Let $n = 3$. Consider the sequence $\{1, 2, 3\}$. The derangements of this sequence are the sequences $\{2, 3, 1\}$ and $\{3, 1, 2\}$. All other permutations leave at least one of the numbers in its original position. Hence, $D_3 = 2$. Observe that $$D_3 = 2 = 2(1 + 0) = (3 - 1)(D_2 - D_1)$$ Hence, $P(3)$ holds.
Let's look at the derangements of $\{1, 2, 3, 4\}$. They are \begin{align*} &\{2,1,4,3\}\\ &\color{blue}{\{2,3,4,1\}}\\ &\color{blue}{\{2,4,1,3\}}\\ &\color{green}{\{3,1,4,2\}}\\ &\{3,4,1,2\}\\ &\color{green}{\{3,4,2,1\}}\\ &\color{green}{\{4,1,2,3\}}\\ &\color{blue}{\{4,3,1,2\}}\\ &\{4,3,2,1\} \end{align*} Observe that the derangements shown in blue are produced by appending $4$ to the end of the derangement $\{2, 3, 1\}$ of the sequence $\{1, 2, 3\}$ to obtain the sequence $\{2, 3, 1, 4\}$, then swapping the position of $4$ with one of the other elements in the sequence $\{2, 3, 1, 4\}$. The derangements shown in green are produced by appending $4$ to the end of the derangement $\{3, 1, 2\}$ of the sequence $\{1, 2, 3\}$ to obtain $\{3, 1, 2, 4\}$, then swapping the position of $4$ with one of the other elements in the sequence $\{3, 1, 2, 4\}$.

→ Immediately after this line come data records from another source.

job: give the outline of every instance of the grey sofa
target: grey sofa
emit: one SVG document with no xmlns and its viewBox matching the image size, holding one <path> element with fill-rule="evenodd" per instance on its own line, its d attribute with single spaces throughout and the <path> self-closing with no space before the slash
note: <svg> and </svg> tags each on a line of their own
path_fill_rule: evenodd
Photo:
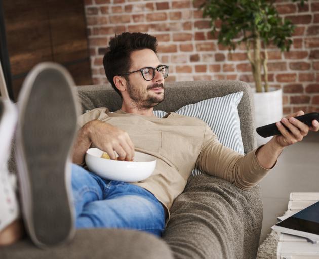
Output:
<svg viewBox="0 0 319 259">
<path fill-rule="evenodd" d="M 109 86 L 78 87 L 83 111 L 98 107 L 120 107 L 121 98 Z M 245 153 L 256 147 L 250 87 L 243 82 L 168 82 L 165 101 L 155 109 L 174 111 L 186 104 L 243 91 L 238 111 Z M 11 169 L 14 170 L 12 161 Z M 10 258 L 254 258 L 261 229 L 262 204 L 259 186 L 243 191 L 216 177 L 191 177 L 175 200 L 162 238 L 132 230 L 78 230 L 64 246 L 42 250 L 27 237 L 0 248 Z"/>
</svg>

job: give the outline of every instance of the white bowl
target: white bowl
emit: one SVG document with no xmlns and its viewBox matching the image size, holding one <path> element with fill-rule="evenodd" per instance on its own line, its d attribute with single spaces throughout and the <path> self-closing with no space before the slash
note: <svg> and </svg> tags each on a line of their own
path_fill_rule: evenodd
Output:
<svg viewBox="0 0 319 259">
<path fill-rule="evenodd" d="M 135 152 L 134 162 L 102 158 L 102 153 L 98 148 L 90 148 L 87 151 L 85 162 L 91 171 L 106 179 L 138 182 L 150 176 L 156 166 L 154 157 L 139 152 Z"/>
</svg>

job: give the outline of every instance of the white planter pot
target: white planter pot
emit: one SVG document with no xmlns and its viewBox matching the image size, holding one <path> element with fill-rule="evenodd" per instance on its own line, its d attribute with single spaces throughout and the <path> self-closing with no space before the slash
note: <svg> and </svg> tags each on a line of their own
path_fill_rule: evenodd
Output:
<svg viewBox="0 0 319 259">
<path fill-rule="evenodd" d="M 280 121 L 283 117 L 283 92 L 269 87 L 269 91 L 256 93 L 253 89 L 256 127 Z M 263 138 L 257 133 L 258 146 L 268 142 L 272 137 Z"/>
</svg>

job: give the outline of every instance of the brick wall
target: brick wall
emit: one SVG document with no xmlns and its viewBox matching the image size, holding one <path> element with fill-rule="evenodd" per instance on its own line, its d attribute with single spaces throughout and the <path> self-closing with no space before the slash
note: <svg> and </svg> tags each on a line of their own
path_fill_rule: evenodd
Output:
<svg viewBox="0 0 319 259">
<path fill-rule="evenodd" d="M 94 83 L 107 82 L 102 64 L 105 47 L 125 31 L 156 37 L 160 59 L 170 66 L 167 81 L 253 81 L 245 46 L 230 54 L 218 45 L 191 0 L 85 1 Z M 285 0 L 276 5 L 297 28 L 289 52 L 267 49 L 270 85 L 283 88 L 284 113 L 319 111 L 319 1 L 303 7 Z"/>
</svg>

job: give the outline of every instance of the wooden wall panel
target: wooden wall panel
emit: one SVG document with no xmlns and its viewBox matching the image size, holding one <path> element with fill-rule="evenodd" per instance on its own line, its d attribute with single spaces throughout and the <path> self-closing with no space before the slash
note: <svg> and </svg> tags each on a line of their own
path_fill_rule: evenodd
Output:
<svg viewBox="0 0 319 259">
<path fill-rule="evenodd" d="M 3 0 L 12 85 L 16 100 L 35 65 L 62 64 L 77 85 L 92 78 L 83 0 Z"/>
</svg>

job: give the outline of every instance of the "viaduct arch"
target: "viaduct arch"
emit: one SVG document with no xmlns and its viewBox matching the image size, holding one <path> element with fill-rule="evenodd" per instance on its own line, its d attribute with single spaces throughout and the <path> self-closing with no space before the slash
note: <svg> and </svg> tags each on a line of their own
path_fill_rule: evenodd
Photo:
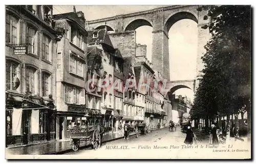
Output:
<svg viewBox="0 0 256 164">
<path fill-rule="evenodd" d="M 99 29 L 107 26 L 108 30 L 115 32 L 135 30 L 142 25 L 153 28 L 152 57 L 153 69 L 162 73 L 163 77 L 169 81 L 167 86 L 169 90 L 164 93 L 165 97 L 180 88 L 188 88 L 195 91 L 198 86 L 197 76 L 203 69 L 201 57 L 205 52 L 204 45 L 209 38 L 208 29 L 202 27 L 208 24 L 211 18 L 205 16 L 207 11 L 199 12 L 198 5 L 174 5 L 125 15 L 87 21 L 88 30 Z M 168 32 L 172 26 L 179 20 L 189 19 L 198 24 L 198 46 L 196 77 L 193 80 L 169 80 L 169 62 Z"/>
</svg>

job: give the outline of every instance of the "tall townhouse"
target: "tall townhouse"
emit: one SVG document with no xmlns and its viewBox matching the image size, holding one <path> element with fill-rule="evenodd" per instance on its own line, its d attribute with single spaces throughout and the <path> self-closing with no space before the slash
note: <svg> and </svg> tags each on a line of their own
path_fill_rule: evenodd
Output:
<svg viewBox="0 0 256 164">
<path fill-rule="evenodd" d="M 155 71 L 154 74 L 154 99 L 156 104 L 155 115 L 158 118 L 158 124 L 159 127 L 163 127 L 166 125 L 167 115 L 164 107 L 165 99 L 164 95 L 161 93 L 161 89 L 163 85 L 163 76 L 161 73 Z"/>
<path fill-rule="evenodd" d="M 118 130 L 118 124 L 122 123 L 123 108 L 123 62 L 122 55 L 116 49 L 115 53 L 115 67 L 114 69 L 114 131 Z"/>
<path fill-rule="evenodd" d="M 55 139 L 52 9 L 6 6 L 6 146 Z"/>
<path fill-rule="evenodd" d="M 136 80 L 134 67 L 132 64 L 132 57 L 123 58 L 124 90 L 123 125 L 126 123 L 134 125 Z M 135 83 L 135 84 L 133 84 Z M 134 87 L 130 87 L 134 86 Z"/>
<path fill-rule="evenodd" d="M 99 104 L 100 107 L 97 106 L 97 109 L 99 109 L 100 107 L 100 114 L 101 115 L 100 121 L 103 122 L 105 128 L 105 131 L 106 132 L 112 132 L 114 127 L 114 97 L 112 87 L 114 83 L 116 49 L 113 47 L 106 29 L 89 32 L 87 39 L 88 48 L 89 48 L 88 50 L 90 50 L 88 53 L 91 53 L 91 50 L 94 51 L 95 50 L 94 49 L 96 48 L 96 50 L 99 52 L 99 54 L 100 54 L 101 60 L 100 61 L 100 73 L 97 73 L 97 75 L 95 73 L 92 73 L 91 75 L 91 77 L 92 77 L 92 74 L 95 74 L 94 77 L 99 75 L 97 76 L 97 78 L 100 78 L 99 81 L 97 81 L 97 79 L 92 81 L 95 81 L 93 82 L 96 83 L 96 84 L 94 83 L 94 85 L 97 87 L 99 86 L 97 91 L 102 92 L 102 93 L 100 94 L 102 94 L 101 99 L 101 100 L 98 100 L 98 98 L 96 97 L 98 97 L 97 95 L 92 95 L 88 92 L 88 100 L 89 101 L 91 98 L 95 98 L 96 105 L 98 105 L 98 104 Z M 99 62 L 100 62 L 99 61 Z M 95 65 L 94 67 L 95 66 Z M 99 74 L 99 73 L 100 74 Z M 94 77 L 93 77 L 93 78 Z M 100 103 L 98 102 L 99 101 L 100 101 Z M 88 103 L 90 102 L 88 102 Z M 92 104 L 93 104 L 93 103 Z M 96 121 L 94 121 L 94 122 L 96 122 Z"/>
<path fill-rule="evenodd" d="M 55 15 L 58 31 L 64 34 L 57 46 L 56 104 L 56 139 L 70 137 L 69 129 L 84 124 L 87 78 L 86 37 L 83 13 Z"/>
<path fill-rule="evenodd" d="M 176 96 L 175 94 L 173 94 L 172 106 L 173 113 L 172 120 L 176 123 L 181 123 L 183 114 L 187 112 L 187 104 L 184 97 L 182 97 L 181 95 Z"/>
</svg>

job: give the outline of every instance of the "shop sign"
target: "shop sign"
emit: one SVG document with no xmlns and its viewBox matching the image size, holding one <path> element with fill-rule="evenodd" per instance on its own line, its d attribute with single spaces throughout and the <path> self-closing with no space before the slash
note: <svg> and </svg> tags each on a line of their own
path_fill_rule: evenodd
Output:
<svg viewBox="0 0 256 164">
<path fill-rule="evenodd" d="M 84 109 L 81 107 L 69 106 L 68 111 L 79 111 L 79 112 L 84 112 Z"/>
<path fill-rule="evenodd" d="M 27 45 L 15 45 L 14 47 L 14 55 L 28 54 L 28 46 Z"/>
<path fill-rule="evenodd" d="M 105 115 L 111 115 L 112 114 L 112 111 L 106 110 L 106 113 L 105 113 Z"/>
</svg>

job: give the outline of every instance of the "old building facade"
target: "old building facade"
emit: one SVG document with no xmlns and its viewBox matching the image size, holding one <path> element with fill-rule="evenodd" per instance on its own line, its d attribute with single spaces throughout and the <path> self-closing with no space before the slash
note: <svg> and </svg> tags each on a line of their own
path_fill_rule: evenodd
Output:
<svg viewBox="0 0 256 164">
<path fill-rule="evenodd" d="M 7 5 L 6 13 L 7 146 L 55 140 L 52 6 Z"/>
<path fill-rule="evenodd" d="M 70 137 L 69 129 L 85 124 L 86 37 L 81 12 L 53 16 L 55 29 L 63 34 L 57 45 L 56 94 L 57 139 Z"/>
</svg>

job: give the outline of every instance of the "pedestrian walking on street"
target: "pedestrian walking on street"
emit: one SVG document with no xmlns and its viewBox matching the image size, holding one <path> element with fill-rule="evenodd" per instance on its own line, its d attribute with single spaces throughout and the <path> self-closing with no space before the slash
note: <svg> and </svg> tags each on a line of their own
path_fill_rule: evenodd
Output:
<svg viewBox="0 0 256 164">
<path fill-rule="evenodd" d="M 128 139 L 129 126 L 128 124 L 126 122 L 124 124 L 124 126 L 123 126 L 123 129 L 124 130 L 124 136 L 123 138 L 123 139 L 124 140 Z"/>
<path fill-rule="evenodd" d="M 194 133 L 191 129 L 190 126 L 187 127 L 186 133 L 187 134 L 187 135 L 186 136 L 186 139 L 185 139 L 184 143 L 186 145 L 192 145 L 193 144 Z"/>
<path fill-rule="evenodd" d="M 122 126 L 122 123 L 119 122 L 119 124 L 118 125 L 118 130 L 119 130 L 119 135 L 122 135 L 122 128 L 123 128 L 123 126 Z"/>
<path fill-rule="evenodd" d="M 209 144 L 214 145 L 219 145 L 219 140 L 218 140 L 217 136 L 217 128 L 215 125 L 212 124 L 211 125 L 211 130 L 210 135 L 210 141 Z"/>
</svg>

The other three derangements of the sequence $\{1, 2, 3, 4\}$ do not involve making such a swap. Instead, we choose one of the first three elements, say $k$, to take the fourth position, then derange the remaining three elements. There are $D_3$ such options since each of the remaining elements is excluded from one of the first $3$ positions as $4$ cannot be placed in the $k$th position (since it is not swapped with $k$) and $j$ cannot be placed in the $j$th position for $j \neq k, 4$.
Observe also that $D_4 = 9 = 3(2 + 1) = (4 - 1)(D_3 + D_2)$, so $P(4)$ holds.
Assume $P(m)$ holds for each integer $n \leq m$, where $m \geq 3$.
We wish to count the number of derangements of the sequence $\{1, 2, 3, \ldots, m, m + 1\}$. In any such derangement, the element $m + 1$ either swaps places with another element or it does not.
If $m + 1$ does swap places with another element, a derangement of the sequence $\{1, 2, 3, \ldots, m, m + 1\}$ is formed by swapping the place of $m + 1$ and one of the other $m$ elements of the sequence and then deranging the remaining $m - 1$ elements. There are $mD_{m - 1}$ such derangements.
If $m + 1$ does not swap places with another element, a derangement of the sequence $\{1, 2, 3, \ldots, m, m + 1\}$ is formed by choosing which of the first $m$ elements, say $k$, will occupy position $m + 1$, then deranging the remaining $m$ elements. There are $D_m$ such choices since one of the first $m$ positions is excluded for each of the $m$ remaining elements as $m + 1$ cannot fill the $k$th position (otherwise it would be a swap) and $j$ cannot fill the $j$th position for $j \neq k, m + 1$. Hence, there are $mD_m$ such derangements that do not involve a swap of $m + 1$ with one of the first $m$ elements.
Hence, $$D_{m + 1} = mD_m + mD_{m - 1} = m(D_m + D_{m - 1})$$ so $P(m + 1)$ holds. Thus, $P(n)$ holds for each $n > 2$.